The letter was sent to Secretary of State George P. Shultz, who already has expressed his support for Abrams. President Reagan said in his Venice, Italy, news conference Thursday that he backs Shultz's decision.
The letter, written by Reps. Jim Moody (D-Wis.) and Byron L. Dorgan (D-N.D.) and circulated among House Democrats for additional signatures, said Abrams' testimony before the committees investigating the sale of arms to Iran and the diversion of funds to the Nicaraguan rebels showed "Assistant Secretary Abrams knowingly and deliberately misled Congress on several occasions."
"He said, for example, that neither he nor the State Department were 'in the fund-raising business' when, in fact, he had personally solicited funding for the contras from the Sultan of Brunei two months earlier," the Democrats said.
Abrams told the investigating committees he was not authorized to reveal the solicitation when he testified to congressional committees late last year.
The Democrats' letter said: "We have reached a dangerous impasse when the Administration's key spokesman for inter-American affairs is not authorized to answer congressional inquiries truthfully and completely.
"Given Assistant Secretary Abrams' various deceptions and his clear contempt for the constitutional role of Congress in conducting foreign policy, we believe that he can no longer function effectively. We ask for the immediate resignation or replacement of Mr.

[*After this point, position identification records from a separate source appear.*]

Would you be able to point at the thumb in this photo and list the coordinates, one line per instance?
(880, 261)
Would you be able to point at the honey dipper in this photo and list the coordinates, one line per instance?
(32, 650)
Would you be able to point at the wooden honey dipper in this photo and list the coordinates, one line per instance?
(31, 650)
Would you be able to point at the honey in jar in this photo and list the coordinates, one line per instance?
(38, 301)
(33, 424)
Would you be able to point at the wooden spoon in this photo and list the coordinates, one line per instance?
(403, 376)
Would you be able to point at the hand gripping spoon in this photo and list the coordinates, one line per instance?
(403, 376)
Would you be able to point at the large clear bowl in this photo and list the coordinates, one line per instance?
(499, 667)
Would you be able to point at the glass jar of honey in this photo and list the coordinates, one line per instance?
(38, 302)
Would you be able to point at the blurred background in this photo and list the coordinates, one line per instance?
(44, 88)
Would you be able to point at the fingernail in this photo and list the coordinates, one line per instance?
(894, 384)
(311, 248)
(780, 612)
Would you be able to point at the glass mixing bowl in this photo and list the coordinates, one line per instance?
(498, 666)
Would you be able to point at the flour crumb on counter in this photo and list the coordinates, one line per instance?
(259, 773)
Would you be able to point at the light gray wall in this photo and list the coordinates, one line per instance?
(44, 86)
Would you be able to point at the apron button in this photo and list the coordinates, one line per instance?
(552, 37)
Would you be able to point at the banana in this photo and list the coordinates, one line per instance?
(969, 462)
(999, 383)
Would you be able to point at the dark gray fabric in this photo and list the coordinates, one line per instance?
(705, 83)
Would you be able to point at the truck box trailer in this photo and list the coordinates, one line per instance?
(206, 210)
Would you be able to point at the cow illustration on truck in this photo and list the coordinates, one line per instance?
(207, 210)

Abrams as assistant secretary of state for inter-American affairs," the letter said.
New Vote of Confidence
Meanwhile, Abrams got a new vote of confidence from Shultz on Friday, hours after the assistant secretary said he was "delighted with the support the secretary and the President are giving."

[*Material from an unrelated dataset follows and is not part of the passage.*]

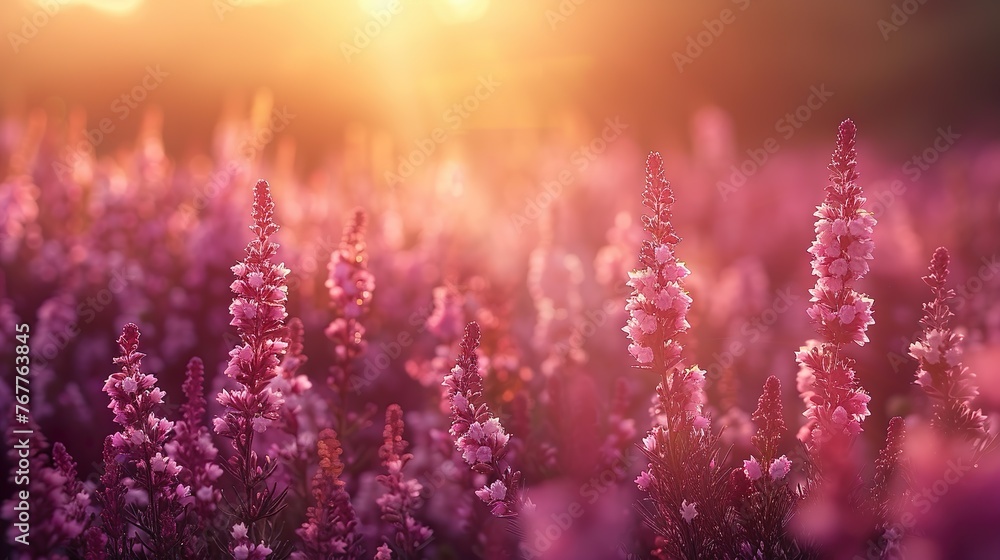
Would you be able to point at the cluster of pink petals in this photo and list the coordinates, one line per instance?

Abrams' remarks were made after he addressed Citizens for America, a conservative group, in Washington.
"I have no plans to go anywhere," he said when asked if he would resign.
Some news accounts had said that Reagan gave Abrams only lukewarm support Thursday when he merely referred to Shultz's statements rather than adding personal words of praise.

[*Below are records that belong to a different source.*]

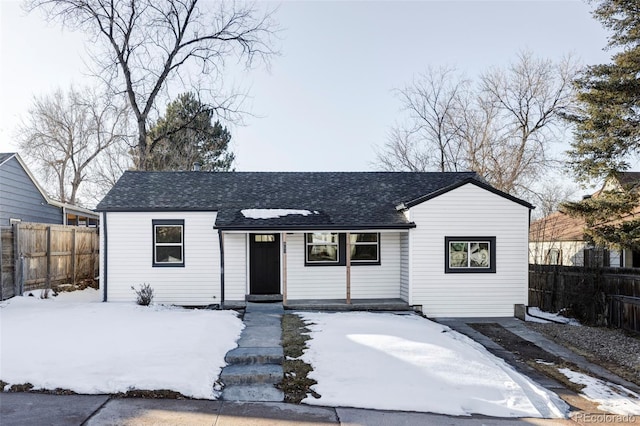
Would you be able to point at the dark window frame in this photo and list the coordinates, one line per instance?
(550, 255)
(167, 222)
(342, 251)
(470, 270)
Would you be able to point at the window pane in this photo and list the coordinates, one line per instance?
(322, 237)
(479, 255)
(457, 255)
(364, 238)
(364, 252)
(168, 234)
(168, 254)
(322, 253)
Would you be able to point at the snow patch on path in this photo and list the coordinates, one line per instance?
(406, 362)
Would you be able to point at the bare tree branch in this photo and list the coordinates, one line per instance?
(144, 45)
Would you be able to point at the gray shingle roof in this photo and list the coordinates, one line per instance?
(4, 156)
(341, 199)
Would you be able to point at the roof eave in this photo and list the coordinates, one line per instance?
(460, 183)
(327, 227)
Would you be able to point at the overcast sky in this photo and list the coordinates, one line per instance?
(327, 100)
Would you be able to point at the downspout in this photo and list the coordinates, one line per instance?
(221, 241)
(104, 258)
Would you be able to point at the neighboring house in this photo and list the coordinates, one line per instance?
(22, 199)
(446, 243)
(558, 239)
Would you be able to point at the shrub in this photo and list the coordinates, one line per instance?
(144, 293)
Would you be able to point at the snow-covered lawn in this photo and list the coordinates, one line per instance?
(70, 343)
(406, 362)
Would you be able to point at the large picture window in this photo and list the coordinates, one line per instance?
(322, 247)
(470, 254)
(330, 248)
(168, 243)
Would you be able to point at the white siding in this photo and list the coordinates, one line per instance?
(235, 267)
(379, 281)
(130, 249)
(404, 267)
(469, 211)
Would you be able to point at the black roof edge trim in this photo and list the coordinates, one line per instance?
(312, 227)
(473, 181)
(151, 210)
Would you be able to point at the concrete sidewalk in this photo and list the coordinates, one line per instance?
(101, 410)
(519, 328)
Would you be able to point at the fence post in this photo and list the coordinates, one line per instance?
(48, 278)
(17, 259)
(73, 256)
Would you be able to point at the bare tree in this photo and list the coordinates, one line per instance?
(432, 102)
(64, 134)
(143, 45)
(502, 129)
(530, 96)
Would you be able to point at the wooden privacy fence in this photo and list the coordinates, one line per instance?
(36, 256)
(596, 296)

Shultz, however, in remarks to reporters flying back from the economic summit on Friday, said: "It's your statement that the President's support was lukewarm. The President told me he fully supports Elliott Abrams.
Admirer of Abrams
"He is an admirer of Elliott Abrams," Shultz added.
When asked whether Abrams has become a liability for the Administration in its hopes of winning support in Congress for new contra aid, Shultz said: "Insofar as congressional sentiment is concerned, there is a rebuilding job to do."
But he made it clear he expected Abrams to stay in his job.
"He is a combative person. That's his way. But he's a good man--a patriotic man," Shultz said.